When asked whether the material would be too dense for children, Melania shook her head. “No, at the heart of it, it’s a simple story about love and justice fighting against the forces of evil.”
Still, some couldn’t help but draw comparisons to J.K. Rowling’s best-selling novels.
“How could J.K. Rowling have written anything close to what I have produced?” Melania responded indignantly. “That would be impossible. How could she write a story inspired by my husband’s Presidency decades before he was ever elected into office?”
The Book’s Ending
Although Donald Trump enjoys steady support among his base, his scandal-ridden Presidency has left a sour taste among much of a country losing its patience. On the other hand, Melania’s star is on the rise.
In many ways, Melania is antithetical to her husband. She’s the East Wing, while he’s the West Wing.
While Donald enjoys bathing in the glory of loud, adoring rallies, Melania operates in small meetings to enact her duties as First Lady. When she can, she avoids the media’s spotlight. She has an open adoration for Michelle Obama, even while Donald steadily, and cynically, dismantles President Obama’s achievements.

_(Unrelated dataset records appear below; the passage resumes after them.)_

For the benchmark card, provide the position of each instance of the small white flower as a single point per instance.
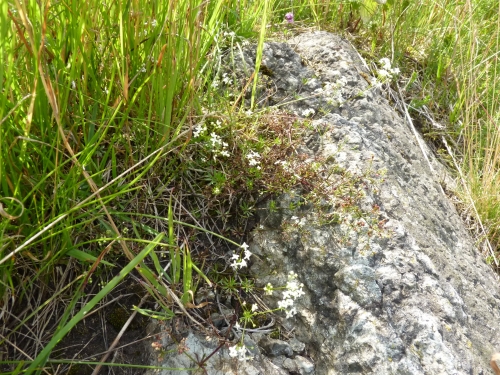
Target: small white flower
(226, 79)
(239, 352)
(200, 129)
(248, 254)
(308, 112)
(268, 289)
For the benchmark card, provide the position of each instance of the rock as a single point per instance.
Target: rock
(394, 286)
(275, 348)
(420, 300)
(296, 345)
(305, 366)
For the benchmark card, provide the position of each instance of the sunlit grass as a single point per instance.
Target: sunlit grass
(99, 110)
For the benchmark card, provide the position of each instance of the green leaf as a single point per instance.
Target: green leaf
(82, 256)
(58, 336)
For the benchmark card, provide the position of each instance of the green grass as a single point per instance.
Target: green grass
(98, 148)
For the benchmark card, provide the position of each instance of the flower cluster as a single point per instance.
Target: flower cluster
(386, 73)
(239, 351)
(217, 146)
(238, 261)
(253, 159)
(289, 17)
(299, 222)
(293, 290)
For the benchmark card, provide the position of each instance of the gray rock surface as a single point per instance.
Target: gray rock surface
(417, 300)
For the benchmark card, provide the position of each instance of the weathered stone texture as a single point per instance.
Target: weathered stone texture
(420, 300)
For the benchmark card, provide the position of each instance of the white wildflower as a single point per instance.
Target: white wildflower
(268, 289)
(308, 112)
(239, 352)
(226, 79)
(200, 129)
(253, 158)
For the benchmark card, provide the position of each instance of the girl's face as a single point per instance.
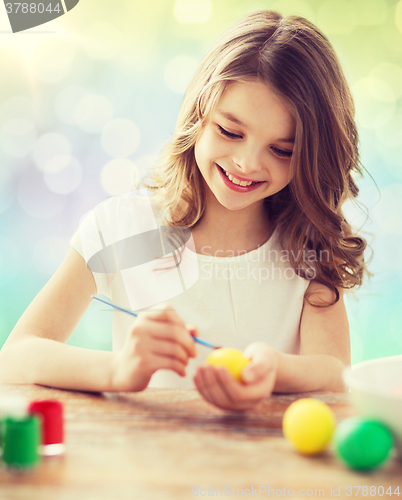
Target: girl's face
(245, 148)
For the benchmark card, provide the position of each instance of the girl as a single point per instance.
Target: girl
(258, 169)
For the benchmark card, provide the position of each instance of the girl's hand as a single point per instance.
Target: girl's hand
(156, 340)
(221, 389)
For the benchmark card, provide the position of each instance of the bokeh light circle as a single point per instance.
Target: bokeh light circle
(18, 107)
(119, 176)
(120, 138)
(52, 61)
(179, 72)
(398, 16)
(375, 102)
(93, 112)
(50, 145)
(388, 212)
(66, 102)
(103, 41)
(67, 178)
(10, 260)
(192, 11)
(35, 198)
(391, 73)
(17, 137)
(48, 253)
(337, 17)
(370, 13)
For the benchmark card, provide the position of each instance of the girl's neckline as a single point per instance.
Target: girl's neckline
(232, 258)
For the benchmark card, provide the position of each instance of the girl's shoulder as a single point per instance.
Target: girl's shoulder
(121, 216)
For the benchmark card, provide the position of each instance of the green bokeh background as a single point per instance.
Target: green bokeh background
(131, 61)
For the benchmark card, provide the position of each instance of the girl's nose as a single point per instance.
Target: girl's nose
(252, 160)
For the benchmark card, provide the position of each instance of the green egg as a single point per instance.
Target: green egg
(363, 444)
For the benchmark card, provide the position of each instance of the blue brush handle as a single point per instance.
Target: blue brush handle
(111, 304)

Perhaps Melania attracts a certain amount of sympathy from those who view her as a bird locked in a cage. After all, several of Trump’s scandals directly impact her, particularly his affair with Stormy Daniels during Melania’s pregnancy. And while Melania certainly isn’t devoid of vice (she supported Trump’s racist conspiracy regarding President Obama’s birth certificate), it’s easy to interpret Melania’s self-selected anti-bullying campaign as a quiet rebellion against her Presidential husband.
“In the end, the dark wizard dies,” said Melania, accidentally spoiling the ending of her own novel. When she caught herself, she blushed, yet shrugged it off.
“We all know how it’s gonna end,” she continued.